突然,轰隆马蹄降临。一个面容黝黑的大汉袭黑衣向南城门方向踏水而去,他的身上带着一个书箱,身后一个瘦弱的清秀男孩紧紧抱住了他的腰,他神情担忧,却并不急躁,稍显年轻,但眉目间的威严依旧可见其贵气。
“苏都尉,我们还逃得出去么?”那名男孩无奈地问道,他目光瞟了一眼后方,数骑已慢慢跟上他们的行动步伐。
而那名大汉,也就是苏都尉听后,却仿佛漠视于后方几骑的情况。他用左手拉住缰绳,猛的一甩,右手从腰间掏出一把古铜色的军备宝剑。他望了一眼那个少年,说道:“陈小少爷莫怪,待我拦下他们,以报老爷再造之恩。少爷且将此书框带离此处,方能为柳州陈家留得一丝血脉。”说着,便腾空而起向后迎击,而那少年从而拉住了缰绳,向后方深望一眼,继续向南城门方向踏马而去。
而在接下来的几刻内,都不见得后方有人跟上,但厮杀声却丝毫不断,虽然已经随着距离而变得越来越小声,可少年的心却猛地一硬,踏着黑骑向城门之地驶进,而门仿佛听从号令般地竟从严密封锁被慢慢打开。

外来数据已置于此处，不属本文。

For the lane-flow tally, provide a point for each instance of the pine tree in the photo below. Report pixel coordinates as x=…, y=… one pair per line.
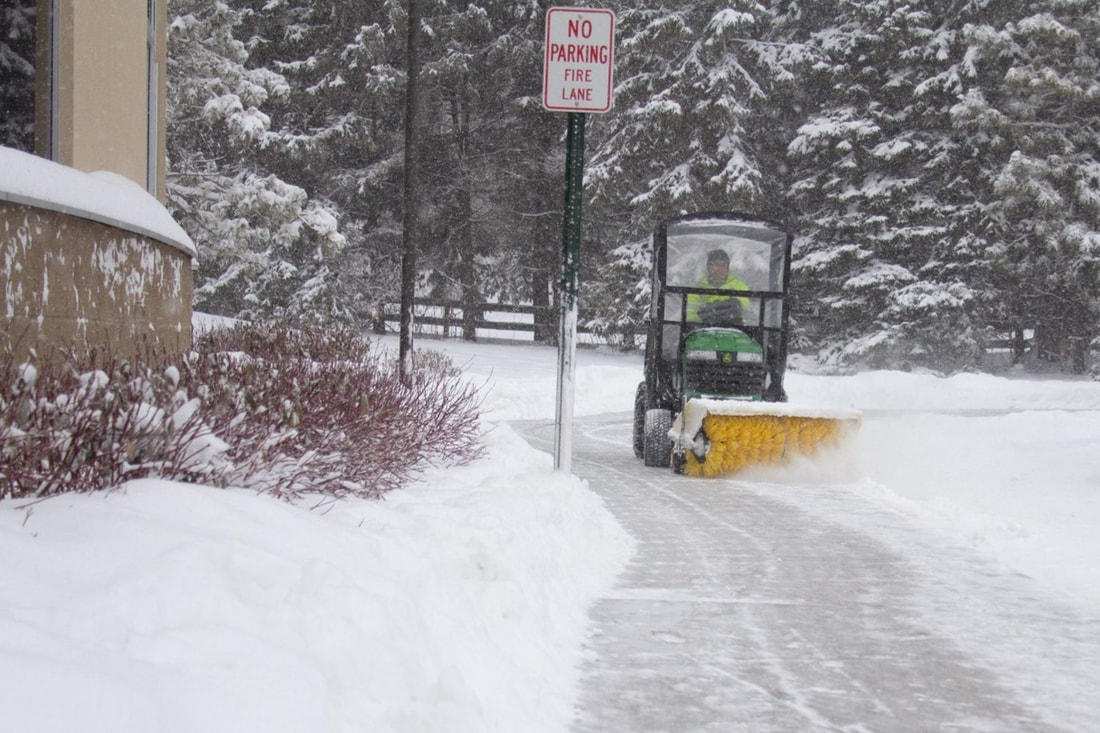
x=1029, y=112
x=266, y=247
x=871, y=162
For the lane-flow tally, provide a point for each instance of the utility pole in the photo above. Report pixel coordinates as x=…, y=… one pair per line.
x=410, y=194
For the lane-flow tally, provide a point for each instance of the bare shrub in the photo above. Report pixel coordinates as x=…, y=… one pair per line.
x=281, y=412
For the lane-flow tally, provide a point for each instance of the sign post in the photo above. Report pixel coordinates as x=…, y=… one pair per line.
x=576, y=78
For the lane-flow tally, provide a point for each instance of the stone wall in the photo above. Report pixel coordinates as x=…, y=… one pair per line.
x=69, y=282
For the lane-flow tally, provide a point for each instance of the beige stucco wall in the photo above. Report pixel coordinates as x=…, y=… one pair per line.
x=73, y=283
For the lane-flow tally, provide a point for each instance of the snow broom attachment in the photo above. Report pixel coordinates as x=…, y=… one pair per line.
x=718, y=437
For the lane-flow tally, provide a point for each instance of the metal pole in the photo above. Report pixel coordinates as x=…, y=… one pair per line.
x=571, y=255
x=410, y=194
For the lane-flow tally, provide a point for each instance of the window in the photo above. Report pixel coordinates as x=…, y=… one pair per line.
x=18, y=35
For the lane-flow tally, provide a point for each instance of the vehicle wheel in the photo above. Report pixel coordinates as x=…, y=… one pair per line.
x=658, y=446
x=639, y=422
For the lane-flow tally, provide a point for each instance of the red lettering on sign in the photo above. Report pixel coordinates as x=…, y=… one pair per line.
x=579, y=53
x=574, y=28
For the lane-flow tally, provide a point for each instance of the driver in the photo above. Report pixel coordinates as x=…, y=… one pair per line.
x=717, y=276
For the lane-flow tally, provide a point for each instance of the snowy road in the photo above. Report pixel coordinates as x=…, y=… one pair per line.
x=779, y=606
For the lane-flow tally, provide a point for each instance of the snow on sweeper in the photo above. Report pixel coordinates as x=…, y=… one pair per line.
x=713, y=401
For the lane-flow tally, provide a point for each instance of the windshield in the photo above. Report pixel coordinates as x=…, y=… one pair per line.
x=755, y=250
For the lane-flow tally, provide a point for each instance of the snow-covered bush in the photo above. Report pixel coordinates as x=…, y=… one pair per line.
x=278, y=412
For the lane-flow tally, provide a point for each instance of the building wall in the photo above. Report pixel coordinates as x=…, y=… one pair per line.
x=73, y=283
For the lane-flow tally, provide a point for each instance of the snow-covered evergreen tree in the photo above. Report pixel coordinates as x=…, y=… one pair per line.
x=266, y=247
x=1029, y=112
x=873, y=165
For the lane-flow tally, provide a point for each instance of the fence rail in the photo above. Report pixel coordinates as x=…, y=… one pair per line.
x=488, y=321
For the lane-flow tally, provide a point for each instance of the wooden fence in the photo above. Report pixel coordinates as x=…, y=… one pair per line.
x=488, y=321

“墨白!莫要回头!”城池之上,一个中年男子手提弓弩,目标向着少年的后方进行着瞄准,少年也因这巧妙的时机而从那小小的空隙之处驶出城门。他猛地一看城池之上,那是父亲的至交好友刘门尉,是负责城门守关的守将之一。可今日,他却从它日常所在的东城门调到了南城门,少年的眉目间分明闪烁着晶莹的泪花。

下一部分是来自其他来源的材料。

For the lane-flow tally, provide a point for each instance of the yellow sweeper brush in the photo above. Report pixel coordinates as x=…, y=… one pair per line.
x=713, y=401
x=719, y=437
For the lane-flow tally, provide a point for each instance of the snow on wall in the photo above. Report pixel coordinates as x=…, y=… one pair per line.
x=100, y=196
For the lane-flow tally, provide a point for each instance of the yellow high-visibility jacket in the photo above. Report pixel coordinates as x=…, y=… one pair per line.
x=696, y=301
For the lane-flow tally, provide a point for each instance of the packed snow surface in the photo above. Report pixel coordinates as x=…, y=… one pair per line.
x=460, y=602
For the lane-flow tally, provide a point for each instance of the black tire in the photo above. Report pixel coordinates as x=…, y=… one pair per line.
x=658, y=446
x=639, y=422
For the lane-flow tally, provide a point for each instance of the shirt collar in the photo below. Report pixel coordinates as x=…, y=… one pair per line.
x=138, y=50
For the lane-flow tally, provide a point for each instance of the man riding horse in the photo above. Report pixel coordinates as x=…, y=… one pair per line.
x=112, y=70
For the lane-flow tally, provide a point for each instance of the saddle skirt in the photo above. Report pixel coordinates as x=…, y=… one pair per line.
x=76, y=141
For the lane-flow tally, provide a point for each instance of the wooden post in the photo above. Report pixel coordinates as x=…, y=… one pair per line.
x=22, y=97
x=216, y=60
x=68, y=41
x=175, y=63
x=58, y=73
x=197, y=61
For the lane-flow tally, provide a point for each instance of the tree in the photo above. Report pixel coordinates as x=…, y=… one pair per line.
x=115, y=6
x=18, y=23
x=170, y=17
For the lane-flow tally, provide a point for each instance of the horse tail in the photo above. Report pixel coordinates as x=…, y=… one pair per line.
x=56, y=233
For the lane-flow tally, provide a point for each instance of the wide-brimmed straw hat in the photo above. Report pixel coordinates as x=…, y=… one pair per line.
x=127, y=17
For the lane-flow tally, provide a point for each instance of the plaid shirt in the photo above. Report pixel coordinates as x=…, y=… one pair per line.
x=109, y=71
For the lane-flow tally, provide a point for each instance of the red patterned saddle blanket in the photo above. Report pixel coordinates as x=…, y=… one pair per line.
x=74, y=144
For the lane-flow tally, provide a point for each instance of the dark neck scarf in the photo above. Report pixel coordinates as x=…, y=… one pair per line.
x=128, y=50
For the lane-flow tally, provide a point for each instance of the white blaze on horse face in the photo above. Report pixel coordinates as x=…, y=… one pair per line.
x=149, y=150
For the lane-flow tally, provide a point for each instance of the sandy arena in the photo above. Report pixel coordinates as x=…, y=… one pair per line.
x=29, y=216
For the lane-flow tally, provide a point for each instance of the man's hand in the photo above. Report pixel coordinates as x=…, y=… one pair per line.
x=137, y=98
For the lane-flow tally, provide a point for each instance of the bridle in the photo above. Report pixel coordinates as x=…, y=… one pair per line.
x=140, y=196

今日父亲死了,母亲死了,他们被邀请去了城主府,听苏都尉的描述,他们死在了卫将军霍安运的手里,而这一切都是一个浑身带血是伤的兵卫通知了身处苏府的他才知晓。除了早年在荆州出嫁的二姐姐存活,现在的陈家内部估计除了卫将军的手下爪牙而无一人存活。
而这一切,或许都源于父亲知晓了城主府及郡王府的秘密的缘故。陈墨白和他的大哥在警惕于父母的消失后,果断计划出走。而也正是那时,那名苏都尉也正好出现,在告知了他们父母的情况下,少年的大兄想起来了其父的遗嘱,果断将书房内的一个书箱拿起奔逃,兄弟二人便一路随着苏都尉向着南门奔发。可在逃亡路上,其兄却也算是碰巧的倒霉,竟被一个绊脚石摔断了马腿,在自知无法逃离的情况下,咬牙和陈墨白说道:“家遇横灾,长兄岂可拖累家中存活之希望,还望弟保全性命,不负父兄之魂佑。”说罢,便提剑向陈府的方向走去。此去,定是死局。陈墨白铭记于心。
陈墨白驾马在柳默平原奔驰,他的背后是柳州,是那声势浩大、繁荣昌盛的柳州,是那军戈战甲、马兵轰隆的战略城池,也是他的家乡。而前方,却是那一望无际的平原之地,他不知为何,家父生前的好友竟舍命互送他前往南方那涉险之地,此路不安。但是他看着马背上的书箱,想着,那书箱里也许会给予他答案。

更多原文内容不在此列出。